Last year's momentum appears to have spilled over into 2025, at least thus far. The S&P 500 is up more than 1% year to date, with energy and materials (2 of 2024's underperforming sectors) propping up the broad market. What are the charts saying? One technical indicator—Bollinger Bands—could confirm the positive start to the year for stocks.
How to use Bollinger Bands
Bollinger Bands are a short-term trading tool that can help you decide when to make your move by assessing the relative strength or momentum of an investment.
This indicator looks like an envelope that forms an upper and lower band around the price. Between the 2 bands a moving average can be plotted—typically a short-term simple moving average (SMA).1 In addition to other signals, John Bollinger, who created this indicator, considers the price relatively low (attractive) if it is near the lower band and relatively high (overvalued) if it's near the upper band.
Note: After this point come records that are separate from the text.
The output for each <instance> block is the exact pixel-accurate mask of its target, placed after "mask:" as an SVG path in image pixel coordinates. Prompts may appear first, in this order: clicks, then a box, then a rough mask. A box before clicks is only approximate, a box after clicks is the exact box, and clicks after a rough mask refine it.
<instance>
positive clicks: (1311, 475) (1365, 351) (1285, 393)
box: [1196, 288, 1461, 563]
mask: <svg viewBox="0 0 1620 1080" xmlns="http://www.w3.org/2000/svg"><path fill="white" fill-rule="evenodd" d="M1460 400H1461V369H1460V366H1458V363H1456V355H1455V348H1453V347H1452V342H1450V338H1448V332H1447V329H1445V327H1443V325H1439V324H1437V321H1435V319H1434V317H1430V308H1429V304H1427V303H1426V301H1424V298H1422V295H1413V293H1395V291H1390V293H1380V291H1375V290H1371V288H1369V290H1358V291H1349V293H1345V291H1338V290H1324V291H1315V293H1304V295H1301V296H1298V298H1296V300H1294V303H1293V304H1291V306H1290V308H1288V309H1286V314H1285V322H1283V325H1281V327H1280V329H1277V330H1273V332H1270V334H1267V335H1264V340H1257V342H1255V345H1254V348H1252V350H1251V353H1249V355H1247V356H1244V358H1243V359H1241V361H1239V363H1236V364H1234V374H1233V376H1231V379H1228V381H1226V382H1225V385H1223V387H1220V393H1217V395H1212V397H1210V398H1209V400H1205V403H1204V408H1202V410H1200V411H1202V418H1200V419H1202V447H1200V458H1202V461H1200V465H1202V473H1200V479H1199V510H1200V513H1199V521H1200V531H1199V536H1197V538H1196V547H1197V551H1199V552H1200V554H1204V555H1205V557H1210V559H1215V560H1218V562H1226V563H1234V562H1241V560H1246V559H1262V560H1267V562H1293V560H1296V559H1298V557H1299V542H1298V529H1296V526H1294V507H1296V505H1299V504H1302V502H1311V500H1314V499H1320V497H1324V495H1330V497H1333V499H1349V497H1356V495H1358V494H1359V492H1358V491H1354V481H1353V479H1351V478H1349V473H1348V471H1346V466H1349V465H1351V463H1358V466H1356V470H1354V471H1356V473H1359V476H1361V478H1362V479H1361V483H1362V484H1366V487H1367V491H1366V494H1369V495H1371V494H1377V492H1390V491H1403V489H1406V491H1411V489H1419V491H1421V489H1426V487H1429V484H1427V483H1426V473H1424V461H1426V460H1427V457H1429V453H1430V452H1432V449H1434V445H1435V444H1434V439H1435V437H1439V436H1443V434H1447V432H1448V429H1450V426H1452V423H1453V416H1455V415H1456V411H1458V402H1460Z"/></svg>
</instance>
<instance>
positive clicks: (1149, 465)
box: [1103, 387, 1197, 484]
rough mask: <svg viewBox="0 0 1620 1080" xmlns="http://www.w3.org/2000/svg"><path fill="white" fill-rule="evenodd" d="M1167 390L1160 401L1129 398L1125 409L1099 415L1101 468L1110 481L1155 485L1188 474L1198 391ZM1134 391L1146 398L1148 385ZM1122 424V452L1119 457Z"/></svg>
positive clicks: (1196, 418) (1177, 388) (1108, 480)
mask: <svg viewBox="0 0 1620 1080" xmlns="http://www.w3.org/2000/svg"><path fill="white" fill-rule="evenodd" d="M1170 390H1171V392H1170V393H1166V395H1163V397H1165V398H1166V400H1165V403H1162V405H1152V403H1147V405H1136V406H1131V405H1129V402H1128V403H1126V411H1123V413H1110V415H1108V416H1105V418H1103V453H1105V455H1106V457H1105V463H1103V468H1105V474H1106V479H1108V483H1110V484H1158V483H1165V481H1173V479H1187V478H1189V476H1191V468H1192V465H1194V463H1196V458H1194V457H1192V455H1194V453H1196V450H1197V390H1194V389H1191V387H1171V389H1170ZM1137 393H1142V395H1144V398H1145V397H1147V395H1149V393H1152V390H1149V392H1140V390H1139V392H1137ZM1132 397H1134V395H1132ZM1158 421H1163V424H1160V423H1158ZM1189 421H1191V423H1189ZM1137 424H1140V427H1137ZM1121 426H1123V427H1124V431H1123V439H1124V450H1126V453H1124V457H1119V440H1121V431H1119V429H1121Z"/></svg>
What the bands say about stocks now
Currently, the S&P 500 has moved from the lower part of the band to the middle. If stocks stay within the band, some traders might look for a buy signal if stocks cross above the moving average and the upper part of the band would become the new target. If stocks cross below the moving average, that would be a sell signal and the lower part of the band would become the new target.

In addition to moves within the bands, price moves outside of the bands can generate signals. If the S&P 500 were to move lower and there is a breakthrough of the lower part of the band, that would generate a sell signal by breaking through a support level. Alternatively, if the S&P 500 were to rally and there is a breakthrough of the upper part of the band, that would generate a buy signal by breaking through a potential resistance level.
Volatility and Bollinger Bands
Bollinger Bands can also help assess volatility. Narrowing Bollinger Bands (i.e., when the bands move closer together) could suggest that volatility is decreasing—as investor sentiment potentially becomes more optimistic or complacent. A Bollinger Band "squeeze" occurs when volatility reaches a relative low. This squeeze can be followed by a period of increased volatility and may result in a significant move by the stock to the upside or the downside.
When the bands separate by a large amount, volatility may be seen as increasing and any existing trend may be ending. While Bollinger Bands for the S&P 500 have widened somewhat in recent months, it is not by an unusual amount, and thus the bands are not currently suggesting a strong move based on volatility.
Advanced use of Bollinger Bands
An advanced application of Bollinger Bands involves another indicator: the relative strength index (RSI). Bollinger Bands can be applied around the RSI line to assess additional buy and sell signals.
When RSI is near an extreme high (~100) or low (~0), and is touching either the high part of the upper band or the low part of the lower band, the RSI line could pull back sharply from the band. Bollinger Band analysis holds that a failure of RSI to touch the upper band on a second try generates a sell signal. At extreme lows, a failure of RSI to reach the lower band triggers a buy signal. This is similar to double top and double bottom patterns, respectively, that can occur for the price. Currently, RSI is not near extreme highs or lows.
Using Bollinger Bands
It goes without saying that you shouldn’t make investing decisions based only on the signals given by a single indicator or data point. Bollinger Bands can be used in combination with other research, and you should always consider the risk that the signal does not pan out. But if you actively trade, keep an eye on as much information as you can—including what’s happening in the charts.